The main goal of capitalism is the incessant search for low costs with globalisation, a reduction in the government's role and in tax pressure, privatisation and weak social welfare in some countries.

The 2020 crisis revealed and enhanced flaws that were already known for a long time: the fragility of public services, especially when they are privatized and subject to cost value logic and also our dependance of certain outsourced production chains because of globalisation. For instance, global economies have become dependent on Asian supplies for all pharmaceutical production.

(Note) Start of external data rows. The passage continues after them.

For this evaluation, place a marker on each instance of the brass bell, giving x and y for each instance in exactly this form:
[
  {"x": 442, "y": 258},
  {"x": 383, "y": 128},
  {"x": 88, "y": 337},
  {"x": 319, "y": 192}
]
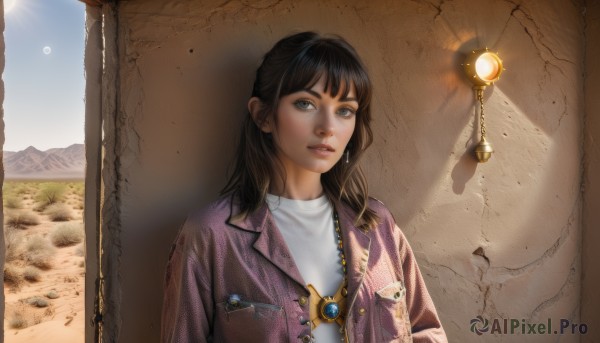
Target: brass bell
[{"x": 483, "y": 150}]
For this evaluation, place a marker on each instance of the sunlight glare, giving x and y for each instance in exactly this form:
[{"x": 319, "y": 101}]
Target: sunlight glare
[{"x": 9, "y": 5}]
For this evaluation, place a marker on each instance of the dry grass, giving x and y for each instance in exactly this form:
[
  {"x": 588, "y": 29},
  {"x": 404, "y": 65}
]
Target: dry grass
[
  {"x": 67, "y": 234},
  {"x": 21, "y": 219},
  {"x": 50, "y": 193},
  {"x": 12, "y": 276},
  {"x": 38, "y": 302},
  {"x": 32, "y": 274},
  {"x": 12, "y": 202},
  {"x": 59, "y": 212},
  {"x": 52, "y": 294},
  {"x": 12, "y": 244},
  {"x": 39, "y": 252}
]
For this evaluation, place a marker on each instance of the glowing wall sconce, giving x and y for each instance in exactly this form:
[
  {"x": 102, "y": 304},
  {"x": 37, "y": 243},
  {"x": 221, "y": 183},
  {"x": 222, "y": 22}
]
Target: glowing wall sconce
[{"x": 483, "y": 68}]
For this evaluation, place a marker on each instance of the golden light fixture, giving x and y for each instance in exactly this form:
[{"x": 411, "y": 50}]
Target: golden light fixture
[{"x": 483, "y": 68}]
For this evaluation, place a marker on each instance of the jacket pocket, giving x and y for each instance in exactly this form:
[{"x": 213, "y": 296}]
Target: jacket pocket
[
  {"x": 392, "y": 314},
  {"x": 249, "y": 322}
]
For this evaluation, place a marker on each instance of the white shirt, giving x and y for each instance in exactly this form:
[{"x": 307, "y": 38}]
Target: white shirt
[{"x": 308, "y": 230}]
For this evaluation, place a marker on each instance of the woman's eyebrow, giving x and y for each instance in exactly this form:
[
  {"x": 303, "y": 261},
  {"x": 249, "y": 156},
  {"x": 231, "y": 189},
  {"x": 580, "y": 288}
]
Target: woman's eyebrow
[{"x": 318, "y": 95}]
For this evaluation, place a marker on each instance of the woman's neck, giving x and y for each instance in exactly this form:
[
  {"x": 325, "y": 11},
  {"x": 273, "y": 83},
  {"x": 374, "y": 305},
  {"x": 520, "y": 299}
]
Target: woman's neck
[{"x": 306, "y": 187}]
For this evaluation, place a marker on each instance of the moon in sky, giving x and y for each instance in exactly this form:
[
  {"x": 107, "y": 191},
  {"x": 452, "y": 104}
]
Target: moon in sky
[{"x": 9, "y": 5}]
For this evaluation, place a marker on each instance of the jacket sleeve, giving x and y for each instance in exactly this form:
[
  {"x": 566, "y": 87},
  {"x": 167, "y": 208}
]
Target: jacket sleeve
[
  {"x": 187, "y": 304},
  {"x": 425, "y": 323}
]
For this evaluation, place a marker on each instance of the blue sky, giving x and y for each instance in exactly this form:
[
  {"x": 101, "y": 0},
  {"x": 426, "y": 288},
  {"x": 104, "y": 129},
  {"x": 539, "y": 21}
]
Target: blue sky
[{"x": 44, "y": 92}]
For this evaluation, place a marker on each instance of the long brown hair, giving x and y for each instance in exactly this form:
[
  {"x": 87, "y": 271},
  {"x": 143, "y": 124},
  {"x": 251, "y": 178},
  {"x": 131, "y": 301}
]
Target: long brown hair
[{"x": 294, "y": 63}]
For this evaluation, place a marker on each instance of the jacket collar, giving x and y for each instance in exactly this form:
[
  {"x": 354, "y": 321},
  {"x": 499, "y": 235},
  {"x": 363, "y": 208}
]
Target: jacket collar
[{"x": 271, "y": 244}]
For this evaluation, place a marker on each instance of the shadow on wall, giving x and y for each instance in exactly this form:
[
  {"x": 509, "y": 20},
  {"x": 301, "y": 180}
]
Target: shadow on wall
[{"x": 193, "y": 106}]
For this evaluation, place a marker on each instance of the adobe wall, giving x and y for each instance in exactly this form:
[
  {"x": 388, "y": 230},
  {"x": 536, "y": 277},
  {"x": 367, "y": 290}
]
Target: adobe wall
[{"x": 590, "y": 299}]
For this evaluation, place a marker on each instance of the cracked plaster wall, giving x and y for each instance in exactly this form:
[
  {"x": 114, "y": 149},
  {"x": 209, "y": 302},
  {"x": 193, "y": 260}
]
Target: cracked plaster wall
[
  {"x": 499, "y": 239},
  {"x": 2, "y": 256}
]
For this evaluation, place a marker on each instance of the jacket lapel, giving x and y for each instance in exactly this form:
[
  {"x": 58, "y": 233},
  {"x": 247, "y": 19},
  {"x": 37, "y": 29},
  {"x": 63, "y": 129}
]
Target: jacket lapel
[
  {"x": 270, "y": 242},
  {"x": 356, "y": 248}
]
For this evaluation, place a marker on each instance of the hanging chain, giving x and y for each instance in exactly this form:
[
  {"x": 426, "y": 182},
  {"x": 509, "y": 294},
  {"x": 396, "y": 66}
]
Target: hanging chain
[{"x": 481, "y": 113}]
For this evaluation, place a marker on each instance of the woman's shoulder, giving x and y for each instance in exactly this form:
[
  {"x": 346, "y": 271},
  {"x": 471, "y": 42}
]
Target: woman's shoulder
[{"x": 211, "y": 216}]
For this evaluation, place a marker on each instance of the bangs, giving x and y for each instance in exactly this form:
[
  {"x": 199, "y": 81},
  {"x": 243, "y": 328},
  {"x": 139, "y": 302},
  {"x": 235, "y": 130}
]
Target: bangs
[{"x": 340, "y": 69}]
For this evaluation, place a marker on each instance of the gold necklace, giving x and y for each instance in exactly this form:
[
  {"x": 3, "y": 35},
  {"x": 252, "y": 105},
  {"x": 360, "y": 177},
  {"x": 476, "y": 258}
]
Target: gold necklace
[{"x": 329, "y": 309}]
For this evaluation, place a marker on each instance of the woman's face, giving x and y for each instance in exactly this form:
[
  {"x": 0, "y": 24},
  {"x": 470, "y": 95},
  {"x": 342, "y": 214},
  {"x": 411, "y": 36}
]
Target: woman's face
[{"x": 313, "y": 128}]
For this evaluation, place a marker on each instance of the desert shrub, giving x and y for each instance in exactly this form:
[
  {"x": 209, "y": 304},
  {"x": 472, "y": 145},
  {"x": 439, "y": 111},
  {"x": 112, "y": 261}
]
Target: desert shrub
[
  {"x": 67, "y": 234},
  {"x": 17, "y": 321},
  {"x": 52, "y": 294},
  {"x": 32, "y": 274},
  {"x": 12, "y": 201},
  {"x": 39, "y": 252},
  {"x": 59, "y": 212},
  {"x": 12, "y": 276},
  {"x": 50, "y": 193},
  {"x": 77, "y": 188},
  {"x": 21, "y": 219},
  {"x": 38, "y": 302},
  {"x": 12, "y": 244}
]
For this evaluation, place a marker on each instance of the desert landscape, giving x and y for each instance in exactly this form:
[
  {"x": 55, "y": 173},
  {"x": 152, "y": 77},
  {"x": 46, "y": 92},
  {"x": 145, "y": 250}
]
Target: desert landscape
[{"x": 44, "y": 272}]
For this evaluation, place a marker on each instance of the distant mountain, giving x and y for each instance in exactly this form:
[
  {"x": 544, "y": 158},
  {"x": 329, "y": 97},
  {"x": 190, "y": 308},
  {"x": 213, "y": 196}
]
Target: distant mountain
[{"x": 57, "y": 163}]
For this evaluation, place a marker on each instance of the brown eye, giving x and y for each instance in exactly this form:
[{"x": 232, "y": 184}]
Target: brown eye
[{"x": 304, "y": 104}]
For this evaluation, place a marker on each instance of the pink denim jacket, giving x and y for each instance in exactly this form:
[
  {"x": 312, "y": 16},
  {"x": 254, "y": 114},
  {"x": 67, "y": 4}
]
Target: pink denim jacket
[{"x": 216, "y": 261}]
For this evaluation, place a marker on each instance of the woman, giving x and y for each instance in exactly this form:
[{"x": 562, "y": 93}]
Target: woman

Never before have India and China exported so much medicine.

However it is now the digitization of the world that could be the new way of capitalism in our service-oriented society.

“If the being that I am can be transformed into a set of data that can be managed remotely rather than face-to-face, then I can be cared for, educated, entertained without the need to leave the house… I can watch movies on Netflix rather than going to the cinema, I am treated without going to the hospital… The digitization of everything possible is the means for capitalism to obtain further cost reductions.” (Daniel Cohen, economist and director of the economics department of the École normale supérieure)

Far from talking about a collapse of a capitalist system, it seems that this crisis is accelerating the transition to a dematerialized world.

 

From a more optimistic point of view, we can cease this opportunity for more sophisticated and flexible use of technology. More than a third of the planet's population is under some form of restriction compelling us all to experience alternative sociability: Internet use has more than doubled; social networks have become the new living rooms; consumption of Netflix and Prime Video has literally exploded; students from around the world are now taking virtual lessons through "Zoom" – collaborative classrooms. In summary, this disease, which forces us to thoroughly review all known categories of sociability and care, is also the great celebration of virtual technology. In the post-Corona world, long-distance virtual life will have acquired a new autonomy – now that we have been forced to discover its potential.

And while not every job can be done remotely, many people are learning that the difference between having to put on a tie and commute for an hour or working efficiently at home was always just the ability to download one or two apps plus permission from their boss. It will be harder – and more expensive – for companies to deny employees those options. In other words, it turns out, an awful lot of meetings (and doctors’ appointments and classes) really could have been an email. And now they will be.

 

The Covid-19 crisis is first and foremost a human tragedy that comes with a great deal of emotional, physical and financial pain. A crisis of this scale will never be truly resolved until many of the fundamentals of our social and economic life have been remade.

It will probably take years or decades for the significance of 2020 to be fully understood. But we can be sure that, as an authentically global crisis, it is also a global turning point that will hopefully guide us in the right direction.

 

Link:

Flash Economics, Natixis (March 30th 2020), "Will the coronavirus crisis signal the end of neo-liberal capitalism?"